Bryant Park's Frozen Fountain

January 2017
Bryant Park is one of the most notable and most popular landmarks in midtown Manhattan . It is  located in the heart of New York  behind the New York Public Library’s main branch. In summer you can enjoy HBO's annual film festival, poetry readings and tai chi and yoga classes in the park.
December 2014
 And  the winter season  brings  ice-skating and a frozen fountain. The frozen fountain  in Bryant Park   has become a temporary tourist attraction as passers-by take photos.

City photographers have known for years the magic that that sub-freezing temperatures can work on flowing water, and have famously chronicled it with stunning photos.
 This fountain commemorates   Josephine Shaw Lowell, who founded the Charity Organization Society.
June 2015
Josephine Shaw was born   into a wealthy New England family in 1843. She lived   with her parents on   Staten Island . Her husband  was called into service during the American Civil War  and  died in  battle  less than a year after they were married.  

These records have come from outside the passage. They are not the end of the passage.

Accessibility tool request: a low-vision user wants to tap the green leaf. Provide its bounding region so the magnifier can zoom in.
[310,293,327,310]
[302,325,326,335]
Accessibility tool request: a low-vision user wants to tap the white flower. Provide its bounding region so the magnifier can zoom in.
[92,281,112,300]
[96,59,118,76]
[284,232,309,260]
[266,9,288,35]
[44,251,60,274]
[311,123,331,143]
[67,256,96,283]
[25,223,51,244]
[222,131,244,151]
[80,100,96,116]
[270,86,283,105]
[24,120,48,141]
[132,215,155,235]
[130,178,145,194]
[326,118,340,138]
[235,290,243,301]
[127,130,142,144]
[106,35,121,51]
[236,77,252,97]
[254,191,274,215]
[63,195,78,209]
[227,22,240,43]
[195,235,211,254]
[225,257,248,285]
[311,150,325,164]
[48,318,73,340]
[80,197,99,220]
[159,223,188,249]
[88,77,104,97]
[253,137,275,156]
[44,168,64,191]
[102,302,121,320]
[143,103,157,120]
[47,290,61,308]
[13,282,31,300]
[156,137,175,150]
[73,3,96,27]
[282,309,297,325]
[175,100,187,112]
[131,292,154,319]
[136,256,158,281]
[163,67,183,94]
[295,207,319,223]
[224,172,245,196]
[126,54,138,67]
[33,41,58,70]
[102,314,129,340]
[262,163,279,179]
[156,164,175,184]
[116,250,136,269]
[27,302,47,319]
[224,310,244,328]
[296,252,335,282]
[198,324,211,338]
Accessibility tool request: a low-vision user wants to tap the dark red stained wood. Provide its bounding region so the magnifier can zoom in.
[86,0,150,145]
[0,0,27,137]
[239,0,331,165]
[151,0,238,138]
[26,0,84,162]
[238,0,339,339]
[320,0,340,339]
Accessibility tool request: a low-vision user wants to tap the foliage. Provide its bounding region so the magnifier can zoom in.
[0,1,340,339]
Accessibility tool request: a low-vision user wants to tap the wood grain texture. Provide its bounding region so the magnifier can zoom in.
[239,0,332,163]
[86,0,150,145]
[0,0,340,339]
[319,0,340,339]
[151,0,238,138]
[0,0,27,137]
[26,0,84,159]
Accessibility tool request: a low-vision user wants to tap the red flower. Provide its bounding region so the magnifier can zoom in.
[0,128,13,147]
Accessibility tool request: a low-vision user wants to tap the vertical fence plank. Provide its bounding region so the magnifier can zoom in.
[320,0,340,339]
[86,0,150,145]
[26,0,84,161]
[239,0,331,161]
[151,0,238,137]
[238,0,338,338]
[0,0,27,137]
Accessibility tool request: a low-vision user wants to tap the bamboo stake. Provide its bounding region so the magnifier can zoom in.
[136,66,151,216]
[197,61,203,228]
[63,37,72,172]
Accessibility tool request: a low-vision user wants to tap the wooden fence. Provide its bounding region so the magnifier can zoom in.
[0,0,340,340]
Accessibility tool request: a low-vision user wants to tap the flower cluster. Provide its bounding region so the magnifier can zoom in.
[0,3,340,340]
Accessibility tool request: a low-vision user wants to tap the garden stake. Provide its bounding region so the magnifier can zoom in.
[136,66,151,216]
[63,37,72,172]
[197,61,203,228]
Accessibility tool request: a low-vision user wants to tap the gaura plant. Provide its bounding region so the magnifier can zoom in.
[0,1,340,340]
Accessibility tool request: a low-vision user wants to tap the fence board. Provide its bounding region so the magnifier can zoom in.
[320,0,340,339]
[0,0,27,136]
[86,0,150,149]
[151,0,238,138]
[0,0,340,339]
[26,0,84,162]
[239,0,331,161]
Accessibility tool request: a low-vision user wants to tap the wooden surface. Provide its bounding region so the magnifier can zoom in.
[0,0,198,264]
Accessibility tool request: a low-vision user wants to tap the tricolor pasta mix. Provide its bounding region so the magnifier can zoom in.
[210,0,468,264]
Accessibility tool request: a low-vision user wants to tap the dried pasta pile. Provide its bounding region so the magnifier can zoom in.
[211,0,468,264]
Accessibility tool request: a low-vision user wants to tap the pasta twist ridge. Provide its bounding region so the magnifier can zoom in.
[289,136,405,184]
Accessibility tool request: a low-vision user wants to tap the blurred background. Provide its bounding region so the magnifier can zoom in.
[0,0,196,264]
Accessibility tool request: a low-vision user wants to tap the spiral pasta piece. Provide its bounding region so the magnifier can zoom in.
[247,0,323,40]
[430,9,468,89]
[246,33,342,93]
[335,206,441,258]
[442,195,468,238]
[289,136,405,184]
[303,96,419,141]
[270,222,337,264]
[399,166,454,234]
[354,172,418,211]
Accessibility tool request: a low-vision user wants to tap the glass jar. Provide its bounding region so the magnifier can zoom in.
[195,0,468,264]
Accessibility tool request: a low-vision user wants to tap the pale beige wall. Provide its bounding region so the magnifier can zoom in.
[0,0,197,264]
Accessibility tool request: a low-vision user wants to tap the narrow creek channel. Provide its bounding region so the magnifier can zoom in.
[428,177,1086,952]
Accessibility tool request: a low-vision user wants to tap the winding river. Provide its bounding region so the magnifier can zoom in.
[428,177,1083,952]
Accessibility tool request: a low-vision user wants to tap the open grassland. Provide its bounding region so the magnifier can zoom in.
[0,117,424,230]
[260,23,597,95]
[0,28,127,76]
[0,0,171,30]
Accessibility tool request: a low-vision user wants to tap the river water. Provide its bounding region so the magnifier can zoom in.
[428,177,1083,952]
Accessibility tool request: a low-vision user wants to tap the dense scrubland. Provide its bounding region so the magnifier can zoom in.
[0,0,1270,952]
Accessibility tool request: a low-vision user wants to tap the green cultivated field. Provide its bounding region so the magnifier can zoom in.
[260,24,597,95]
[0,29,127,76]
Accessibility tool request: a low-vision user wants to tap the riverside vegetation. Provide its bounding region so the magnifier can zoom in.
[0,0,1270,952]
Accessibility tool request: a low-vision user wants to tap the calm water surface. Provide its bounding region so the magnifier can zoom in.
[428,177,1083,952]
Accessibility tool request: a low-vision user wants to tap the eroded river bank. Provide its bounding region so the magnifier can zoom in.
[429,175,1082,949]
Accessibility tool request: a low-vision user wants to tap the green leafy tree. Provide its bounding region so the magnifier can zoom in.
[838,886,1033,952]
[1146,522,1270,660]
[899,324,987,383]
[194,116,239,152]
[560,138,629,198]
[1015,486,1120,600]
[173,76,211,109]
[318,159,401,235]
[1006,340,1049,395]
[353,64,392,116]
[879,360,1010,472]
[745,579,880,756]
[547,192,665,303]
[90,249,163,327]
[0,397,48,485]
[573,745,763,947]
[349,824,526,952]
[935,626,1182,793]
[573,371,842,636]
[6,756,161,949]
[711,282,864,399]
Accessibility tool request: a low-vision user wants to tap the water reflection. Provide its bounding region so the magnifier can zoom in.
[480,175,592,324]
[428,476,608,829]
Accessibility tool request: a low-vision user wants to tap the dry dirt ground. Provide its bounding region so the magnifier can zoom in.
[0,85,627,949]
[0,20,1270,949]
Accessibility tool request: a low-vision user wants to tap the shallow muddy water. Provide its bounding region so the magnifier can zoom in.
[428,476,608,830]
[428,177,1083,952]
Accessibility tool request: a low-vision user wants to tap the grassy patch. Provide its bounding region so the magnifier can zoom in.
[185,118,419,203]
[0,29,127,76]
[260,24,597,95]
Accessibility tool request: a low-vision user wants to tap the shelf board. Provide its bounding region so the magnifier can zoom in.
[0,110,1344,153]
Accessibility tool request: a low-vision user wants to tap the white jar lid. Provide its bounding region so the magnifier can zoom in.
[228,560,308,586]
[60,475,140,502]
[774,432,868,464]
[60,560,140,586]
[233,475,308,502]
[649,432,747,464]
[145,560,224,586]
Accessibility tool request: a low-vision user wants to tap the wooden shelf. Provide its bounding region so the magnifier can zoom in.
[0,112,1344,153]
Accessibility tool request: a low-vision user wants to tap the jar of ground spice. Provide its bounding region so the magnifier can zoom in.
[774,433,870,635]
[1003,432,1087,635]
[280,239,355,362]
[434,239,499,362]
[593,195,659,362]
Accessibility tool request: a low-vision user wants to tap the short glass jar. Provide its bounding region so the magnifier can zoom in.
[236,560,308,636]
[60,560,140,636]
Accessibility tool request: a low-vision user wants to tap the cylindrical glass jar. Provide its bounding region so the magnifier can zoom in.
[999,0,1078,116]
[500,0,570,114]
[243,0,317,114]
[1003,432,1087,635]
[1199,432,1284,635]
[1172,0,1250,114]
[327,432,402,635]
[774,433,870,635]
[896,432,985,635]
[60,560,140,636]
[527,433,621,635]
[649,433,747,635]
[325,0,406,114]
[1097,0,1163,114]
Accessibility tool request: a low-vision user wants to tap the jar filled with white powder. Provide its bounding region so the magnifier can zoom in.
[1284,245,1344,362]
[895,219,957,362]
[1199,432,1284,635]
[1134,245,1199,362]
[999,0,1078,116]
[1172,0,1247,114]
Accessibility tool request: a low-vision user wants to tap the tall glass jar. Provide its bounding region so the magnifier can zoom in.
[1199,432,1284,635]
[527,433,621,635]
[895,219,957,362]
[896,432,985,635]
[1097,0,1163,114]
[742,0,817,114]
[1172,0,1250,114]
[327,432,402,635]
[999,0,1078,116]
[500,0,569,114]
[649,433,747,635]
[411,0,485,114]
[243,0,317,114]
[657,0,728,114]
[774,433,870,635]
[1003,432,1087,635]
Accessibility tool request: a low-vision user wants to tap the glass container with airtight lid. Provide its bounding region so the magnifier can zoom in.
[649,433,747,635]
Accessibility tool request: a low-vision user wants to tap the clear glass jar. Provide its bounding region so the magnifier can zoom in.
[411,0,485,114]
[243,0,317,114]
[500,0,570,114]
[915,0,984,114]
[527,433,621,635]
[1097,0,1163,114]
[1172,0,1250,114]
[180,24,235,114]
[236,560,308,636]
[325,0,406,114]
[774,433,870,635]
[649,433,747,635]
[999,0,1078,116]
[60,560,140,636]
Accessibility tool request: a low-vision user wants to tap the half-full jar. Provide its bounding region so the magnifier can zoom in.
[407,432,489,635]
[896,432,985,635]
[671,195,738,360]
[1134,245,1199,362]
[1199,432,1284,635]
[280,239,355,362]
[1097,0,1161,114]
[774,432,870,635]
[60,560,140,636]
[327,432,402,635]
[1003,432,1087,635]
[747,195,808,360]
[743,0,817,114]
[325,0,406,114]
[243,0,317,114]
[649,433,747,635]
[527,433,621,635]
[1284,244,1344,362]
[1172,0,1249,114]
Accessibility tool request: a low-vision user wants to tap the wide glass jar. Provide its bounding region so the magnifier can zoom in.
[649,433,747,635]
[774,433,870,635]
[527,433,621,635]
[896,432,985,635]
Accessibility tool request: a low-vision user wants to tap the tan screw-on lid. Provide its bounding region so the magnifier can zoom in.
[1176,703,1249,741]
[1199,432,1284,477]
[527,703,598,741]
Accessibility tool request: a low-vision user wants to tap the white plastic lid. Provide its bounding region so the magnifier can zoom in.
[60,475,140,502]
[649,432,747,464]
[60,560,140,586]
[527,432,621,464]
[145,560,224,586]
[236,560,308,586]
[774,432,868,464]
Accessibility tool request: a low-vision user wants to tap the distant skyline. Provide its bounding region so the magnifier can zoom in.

Josephine Lowell started her volunteer service at the beginning of the Civil War and, throughout the years, participated in and helped to found many charities. Later Josephine Shaw became  the  first female member of the New York State Board of Charities, serving from 1876 to 1889.

February 2016
Architect Charles A. Platt   designed  this  granite ornamental fountain  and installed it  at the east side of the park in 1913. In 1936 the fountain was moved to the west side of the park.

March 2015
In 2009 the fountain was winterized with the installation of an internal electric heating system, enabling it to be left on in subzero temperatures and gather icicles. The fountain has been specially outfitted with heaters that  keep  things just warm enough inside to prevent damage to the pipes, but allows the beautiful ice crystals to form on the outside.

When the temperatures drop below 30 degrees, the water spilling over the edge of the fountain begins to crystallize.
The fountain is switched off during extended cold spells to prevent enough ice gathering to cause structural damage.